Sunday, March 1, 2009

Gasoline Demand Pushes Markets Higher

Energy markets pushed higher last week after strong signs emerged that gasoline demand in the US has stabilized and even increased. WTI ended Friday trading in NY just below the one-month highs set on Thursday. Gasoline futures weakened on Friday after a strong week of gains with similar price action seen in Singapore refined products, such as the Sing Fuel Oil 180 and Sing Jetkero swaps, all posting gains on the week after bouncing off support levels less than 10 days previously. Continually weak forecasts for oil demand due to poor global economic growth will persist in weighing heavily on energy markets, preventing any near-term sustained move higher. Instead, traders are betting on Opec’s high level of compliance with previously announced production cuts on top of an expected announcement of a further decrease of +1M barrels/day in March to push crude and refined prices higher in the second half of 2009.

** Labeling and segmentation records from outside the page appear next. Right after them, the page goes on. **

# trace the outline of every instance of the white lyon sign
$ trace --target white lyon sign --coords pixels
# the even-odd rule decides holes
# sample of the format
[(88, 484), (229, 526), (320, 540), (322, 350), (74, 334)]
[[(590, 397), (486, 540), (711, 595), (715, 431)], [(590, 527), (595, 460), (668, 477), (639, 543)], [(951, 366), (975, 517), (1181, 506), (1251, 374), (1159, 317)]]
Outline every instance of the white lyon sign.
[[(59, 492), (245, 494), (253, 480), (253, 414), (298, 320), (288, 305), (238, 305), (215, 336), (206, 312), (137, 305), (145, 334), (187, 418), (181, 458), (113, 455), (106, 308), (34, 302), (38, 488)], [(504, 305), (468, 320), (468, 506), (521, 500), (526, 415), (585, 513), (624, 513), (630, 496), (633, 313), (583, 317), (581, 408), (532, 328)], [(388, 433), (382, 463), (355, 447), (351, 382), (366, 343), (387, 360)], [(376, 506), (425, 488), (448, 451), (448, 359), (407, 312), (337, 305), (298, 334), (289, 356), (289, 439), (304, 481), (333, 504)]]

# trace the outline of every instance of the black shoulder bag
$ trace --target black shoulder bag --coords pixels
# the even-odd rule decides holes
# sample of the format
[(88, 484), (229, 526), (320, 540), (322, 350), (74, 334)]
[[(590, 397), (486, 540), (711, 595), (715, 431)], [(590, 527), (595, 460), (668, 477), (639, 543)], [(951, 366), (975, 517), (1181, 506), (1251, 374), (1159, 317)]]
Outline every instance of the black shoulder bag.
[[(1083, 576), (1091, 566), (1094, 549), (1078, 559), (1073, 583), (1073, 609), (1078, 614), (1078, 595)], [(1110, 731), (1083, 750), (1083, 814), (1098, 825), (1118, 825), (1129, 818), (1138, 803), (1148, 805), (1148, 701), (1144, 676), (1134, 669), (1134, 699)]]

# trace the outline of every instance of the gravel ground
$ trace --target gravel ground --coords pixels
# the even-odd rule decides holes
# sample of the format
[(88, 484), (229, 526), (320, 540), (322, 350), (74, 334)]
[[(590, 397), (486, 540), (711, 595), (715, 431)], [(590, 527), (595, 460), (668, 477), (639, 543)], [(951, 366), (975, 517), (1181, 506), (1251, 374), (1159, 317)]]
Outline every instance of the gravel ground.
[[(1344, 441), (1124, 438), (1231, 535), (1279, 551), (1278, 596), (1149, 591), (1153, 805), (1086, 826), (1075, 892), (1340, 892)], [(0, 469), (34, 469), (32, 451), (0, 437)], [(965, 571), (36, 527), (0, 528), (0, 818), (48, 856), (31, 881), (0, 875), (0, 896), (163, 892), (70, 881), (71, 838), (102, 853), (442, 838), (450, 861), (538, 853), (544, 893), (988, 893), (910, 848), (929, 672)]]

Hedgers looking to protect against depleted inventories jolting crude markets higher in 2H09 can lock in a price ceiling and floor with very limited mark-to-market volatility vs the standard long-swap hedge. The WTI 2H09 $60/80 call spread strip can be owned for zero premium by selling the $42 put in the same tenor. This hedge provides $20 of upside protection per month above $60 with zero premium at risk at or above $42. With the 2H09 calendar swap currently trading around $52, the hedge provides for almost $10 of breathing room on the downside. It should also be noted that the margin requirement on this trade may be significantly less than that required for a typical long swap.